We spent most of the day driving through Nevada, and as much as I want to show you the beauty of this country as we travel through it, I have to be honest. It isn't always pretty, folks. In contrast to the areas we've just been in, much of Nevada is, well, gray. Gray and dry and rocky, with the exception of our brief side trip to the Valley of Fire state park. It's a rather small, but beautiful park, the oldest state part in Nevada, filled with deep red swirling piles of rock. Nothing like the Grand Canyon or Zion, but it was worth the stop. It's about 40 miles from Las Vegas, and seems to be a popular wedding site. There was a wedding there today, in fact, cozied up alongside a big bus full of Chinese tourists, all sharing the blistering Nevada heat.
We skirted Las Vegas, and caught a glimpse of the strip through the heavy smog. Nothing about Vegas appeals to us, unless we were to find ourselves with tickets to Cirque de Soleil. We'd probably go to that. But today we were intent on getting closer to Reno, so we aimed ourselves at the small town of Beatty, since there was a decent sounding RV park listed there in "the Woodall's" guide. We got to Beatty without any trouble, and found the RV park. It was basically a wide spot in the road with RV hook-ups, gray dirt, no trees... We said in unison, "We're not staying here", and drove on.
The next town listing RV sites was Tonopah. We've been through Tonopah before, and weren't very impressed, but we figured it would have an OK place to spend the night, even if it was in the local casino parking lot. We glanced at that option as we drove through, but decided to go to the Joy-Land RV Park at the other end of town, five minutes away. Remember when I said the morning was the best part of the day? Well, yes, it certainly was...

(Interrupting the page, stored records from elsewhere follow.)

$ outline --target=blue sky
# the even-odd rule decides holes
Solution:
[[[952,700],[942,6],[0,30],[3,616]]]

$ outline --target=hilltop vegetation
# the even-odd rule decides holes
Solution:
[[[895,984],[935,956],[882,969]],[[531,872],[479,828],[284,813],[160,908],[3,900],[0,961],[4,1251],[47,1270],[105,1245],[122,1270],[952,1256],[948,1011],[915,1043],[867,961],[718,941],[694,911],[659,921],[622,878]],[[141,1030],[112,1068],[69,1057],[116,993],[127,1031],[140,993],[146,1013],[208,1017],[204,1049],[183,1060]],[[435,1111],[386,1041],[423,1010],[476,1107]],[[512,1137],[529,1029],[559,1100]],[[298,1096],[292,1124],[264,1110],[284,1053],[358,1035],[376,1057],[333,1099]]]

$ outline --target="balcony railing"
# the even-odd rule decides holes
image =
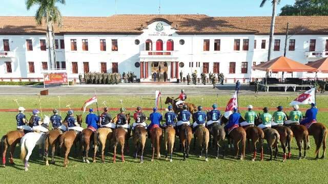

As we pulled into Joy-Land, a huge dust storm blew in, flinging dirt in our teeth and making me feel like Dorothy in the approaching tornado. Our camp host, Larry, showed up after a few minutes of ringing the buzzer on the office door, and told us that the place used to be called the Twister Inn. Mm Hmm... Funny. We looked arond the place, and even though it's way beyond funky, we decided to stay. It's only one night, and they offer 50 amp electric hook-ups, which we thought we needed for our air conditioner. We paid our $18 (by check - Larry doesn't take credit cards) for a pull-through site, and were then sent down to the end of the road, to Lot 3. Home sweet home for the night is, yep, grey dirt, hunks of old concrete, and a neighborhood of falling-down mobile homes, trash, barking dogs, and noisy local four-wheelers. Larry, with his deep blue eyes, twitchy manner, and toothless smile, informed us that he would not drink the water here, that the Mexican place in town is expensive at $5 for two tacos, but it'll fill you up, the electric is only 30 amp, but it's all we need, and the cable TV works, probably. If we can get channel three, we're good to go. It feels like we're stuck in a David Lynch movie.
We didn't want to leave the trailer, or the dogs, unattended, so Rick drove in to town to pick up some supplies. Drinking water, beer, wine, lettuce, cheese. Always start with the liquids and go from there. I stayed behind with the dogs and the Myotron, but wasn't bothered by anything worse than flies. There are horses nearby too, so flies are also part of the deal at Joy-Land.
I can't begin to imagine a worse place to stay, but here we are, too tired to drive any farther, and trying to make the best of it. No doubt we'll stay in as bad or worse places as we go, and you can be sure I'll tell you about them. This is so awful it's funny. And yes, those few minutes before sunrise this morning were indeed the best part of the day... so far. But hey, as I write this, off line, because there's no internet unless I want to sit on Larry's front porch (I do not), it's not over yet.